With these caveats, 15 mutations were predicted to be low risk but are reported to be defective in HIFα regulation experimentally (Supplementary Material, Table S18). None of these mutations have been described in VHL disease associated with ccRCC, suggesting that, in many cases, the extent of dysregulation of HIFα seen in experimental systems may not be enough for tumourigenesis. Paradoxically, D121Y and L153P have both been described several times in sporadic ccRCC and are reported to be defective in HIFα regulation, suggesting that in these cases our low-risk prediction may be incorrect. Five mutations were predicted to be high risk but have been reported to regulate HIFα similarly to WT VHL in experimental systems. Four of these (S80N, P81S, T157I and I180V) have all been described in VHL disease associated with ccRCC suggesting the mutations are high-risk despite appearing to regulate HIFα normally under certain experimental conditions. In certain situations, our predictions thus seem more sensitive than experimental data regarding HIFα regulation in terms of determining the probable pathogenic effect of a mutation. A finer structure–function analysis of pVHL could shed light on these incongruences between prediction, experiments and disease manifestation.

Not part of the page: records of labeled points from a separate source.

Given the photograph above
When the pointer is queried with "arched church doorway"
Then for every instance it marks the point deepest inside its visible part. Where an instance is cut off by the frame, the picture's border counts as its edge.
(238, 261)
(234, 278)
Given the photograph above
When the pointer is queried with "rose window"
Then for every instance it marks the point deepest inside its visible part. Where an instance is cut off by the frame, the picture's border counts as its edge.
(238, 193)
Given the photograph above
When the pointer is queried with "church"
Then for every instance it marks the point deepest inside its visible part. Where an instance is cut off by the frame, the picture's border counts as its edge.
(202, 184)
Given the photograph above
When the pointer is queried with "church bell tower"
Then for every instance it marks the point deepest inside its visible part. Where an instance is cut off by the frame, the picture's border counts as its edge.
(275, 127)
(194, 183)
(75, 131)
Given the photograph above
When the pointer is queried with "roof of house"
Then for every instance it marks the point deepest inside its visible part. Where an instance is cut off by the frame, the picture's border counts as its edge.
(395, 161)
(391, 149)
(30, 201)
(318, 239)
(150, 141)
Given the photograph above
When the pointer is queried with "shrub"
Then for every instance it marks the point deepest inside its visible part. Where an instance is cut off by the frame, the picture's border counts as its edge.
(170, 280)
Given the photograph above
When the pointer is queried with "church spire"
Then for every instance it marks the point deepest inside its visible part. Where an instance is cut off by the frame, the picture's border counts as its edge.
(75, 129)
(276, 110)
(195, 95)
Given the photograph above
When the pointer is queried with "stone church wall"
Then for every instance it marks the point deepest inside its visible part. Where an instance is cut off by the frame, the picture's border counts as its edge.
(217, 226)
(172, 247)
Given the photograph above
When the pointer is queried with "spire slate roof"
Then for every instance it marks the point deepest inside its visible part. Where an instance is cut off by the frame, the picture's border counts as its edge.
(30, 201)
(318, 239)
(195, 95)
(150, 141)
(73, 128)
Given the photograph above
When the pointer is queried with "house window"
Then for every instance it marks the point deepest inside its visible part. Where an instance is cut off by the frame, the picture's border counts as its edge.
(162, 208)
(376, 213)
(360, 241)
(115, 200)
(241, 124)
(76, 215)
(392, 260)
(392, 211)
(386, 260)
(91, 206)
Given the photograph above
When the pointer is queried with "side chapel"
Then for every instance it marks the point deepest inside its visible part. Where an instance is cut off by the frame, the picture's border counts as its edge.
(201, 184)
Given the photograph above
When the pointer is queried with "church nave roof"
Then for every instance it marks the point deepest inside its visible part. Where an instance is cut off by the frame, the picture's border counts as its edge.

Development of a publically available web server
We use symphony to generate predictions for risk of ccRCC for all possible VHL mutations. We present these predictions, in association with clinical and experimental data, in a publically available, searchable web server which can be freely accessed by research groups worldwide (http://structure.bioc.cam.ac.uk/symphony).
Linking predictions to clinicopathological features in cohort of patients with sporadic ccRCC
Previously, we have presented the results of targeted sequencing of VHL, BRCA1-associated protein-1 (BAP1), Polybromo 1 (PBRM1), SET domain containing 2 (SETD2) and lysine (K)-specific demethylase 6A (KDM6A) on 132 ccRCCs and matched normal tissues (58). Application of our integrated computational approach to somatic missense VHL mutations predicted 26 high-risk (76%) and 8 low-risk (24%) mutations. One mutation (R58W) affects a residue that is not in the VHL crystal structure and was excluded. There was no difference in clinicopathological features between ccRCCs with predicted pathogenic VHL alterations (high-risk missense mutations, nonsense or frameshift mutations or promoter methylation) and those without predicted pathogenic VHL alterations (including low-risk missense mutations) (Supplementary Material, Table S15).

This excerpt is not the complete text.